Our brains (and PubMed) are challenged to come up with an appropriate plan for making a specific diagnosis. For example, most hematologists confronted by a patient with splenomegaly, thrombocytopenia, and bone pain will think of many differential diagnoses before, if ever, considering Gaucher disease. It is appropriate to consider more common diagnoses rather than conditions with an incidence of less than 5 cases per 1,000,000 people; however, inappropriate and often invasive investigations can be avoided if the “thought bubble” were a little wider.
“I hope [attendees] will take away a greater understanding of these conditions … that will reduce the anxiety around these types of clinical presentations.”
—Jeffrey Szer, MBBS
Are these types of rare, obscure conditions something hematologists should be educated about? How can hematologists stay up to date about them?

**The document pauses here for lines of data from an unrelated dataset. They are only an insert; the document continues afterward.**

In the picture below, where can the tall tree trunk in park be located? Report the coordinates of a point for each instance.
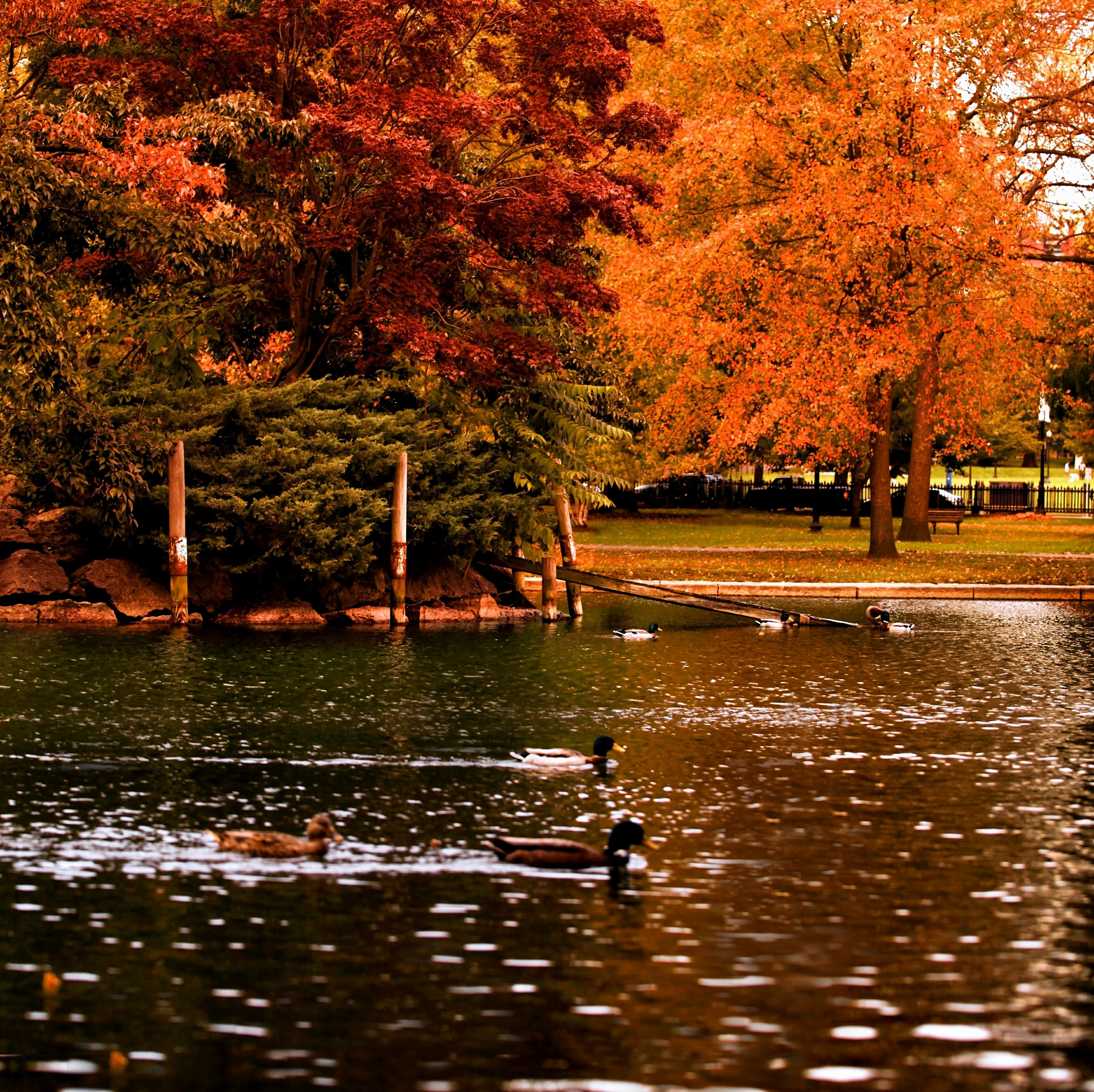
(882, 543)
(914, 527)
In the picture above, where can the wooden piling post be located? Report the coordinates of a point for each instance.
(569, 550)
(518, 574)
(176, 533)
(551, 589)
(400, 544)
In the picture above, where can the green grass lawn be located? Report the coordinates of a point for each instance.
(782, 548)
(1006, 472)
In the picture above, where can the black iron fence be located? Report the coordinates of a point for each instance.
(788, 495)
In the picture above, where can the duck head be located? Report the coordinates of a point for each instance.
(604, 745)
(320, 826)
(624, 835)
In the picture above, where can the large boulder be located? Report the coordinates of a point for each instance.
(296, 613)
(448, 582)
(482, 607)
(13, 535)
(72, 613)
(210, 587)
(126, 587)
(361, 617)
(424, 614)
(19, 614)
(371, 589)
(62, 532)
(29, 575)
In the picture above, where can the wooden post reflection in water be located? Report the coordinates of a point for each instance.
(569, 550)
(400, 544)
(176, 533)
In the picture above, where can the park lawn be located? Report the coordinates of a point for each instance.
(838, 566)
(778, 546)
(742, 528)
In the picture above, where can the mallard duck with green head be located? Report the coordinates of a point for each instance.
(564, 854)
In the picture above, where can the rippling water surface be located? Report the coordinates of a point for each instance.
(868, 859)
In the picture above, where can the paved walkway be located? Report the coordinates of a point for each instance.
(810, 550)
(1033, 593)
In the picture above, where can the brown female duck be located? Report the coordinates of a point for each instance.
(563, 854)
(603, 745)
(319, 834)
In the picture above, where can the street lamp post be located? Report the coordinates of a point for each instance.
(1043, 418)
(816, 526)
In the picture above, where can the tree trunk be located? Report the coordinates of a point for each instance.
(917, 501)
(882, 543)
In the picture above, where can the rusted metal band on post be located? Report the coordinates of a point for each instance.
(569, 548)
(176, 556)
(399, 561)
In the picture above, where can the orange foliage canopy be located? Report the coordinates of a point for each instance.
(848, 205)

Dr. Szer: Staying up to date about these disorders is challenging, but I perceive that one way – and possibly the best way – is to build educational aspects of the condition into more general hematology meetings. This way, at least the names and key features of these disorders are frequently put in front of our colleagues. In an increasingly subspecialized world, introductions like these could result in younger investigators becoming excited by a rare, complex condition, and assist in creating an ongoing and possibly growing pool of experts to drive advances and improve expertise in clinical care.
Dr. McClain: Not a whole lot is taught about these conditions in medical school. During residency, physicians may happen to see one or two patients with these diagnoses, which provides them with some background information. They are more often seeing patients with other diagnoses, so conditions such as LCH or ECD are left in the “zebra” category. While some hematologists have a little familiarity with these diseases, they are often left calling people like me, and others who are interested in these conditions, for advice.
What do hematologists need to know about the diagnosis and presentation of these disorders?
Dr. McClain: In LCH, I call the factors that should raise suspicion about an LCH diagnosis “the seven deadly sins.” Clinicians should ask about chronic skin rashes, chronic sores in the mouth, chronic drainage from the ears, bone pain, chronic cough and respiratory difficulties, chronic diarrhea, and excessive thirst or urination. If there is a history of these, I would get a biopsy of any lesions.
The diagnosis of ECD is similar, except that a biopsy result does not nail down the diagnosis. You have to be aware that these patients have sclerotic changes in the femur and tibia, as seen by plain X-ray or a PET scan. They have tissues that wrap around the kidney or aorta, as seen on CT scans, and sometimes there are pituitary abnormalities, as seen on MRI.
What do you hope attendees will learn from this session?
Dr. Szer: Attendees will see case-based discussions of the latest advances in diagnosis and treatment of these three disease entities. Science will be intertwined with real clinical experience, and I hope they will take away a greater understanding of these conditions and an appropriate investigative pathway for their diagnosis that will reduce the anxiety around these types of clinical presentations.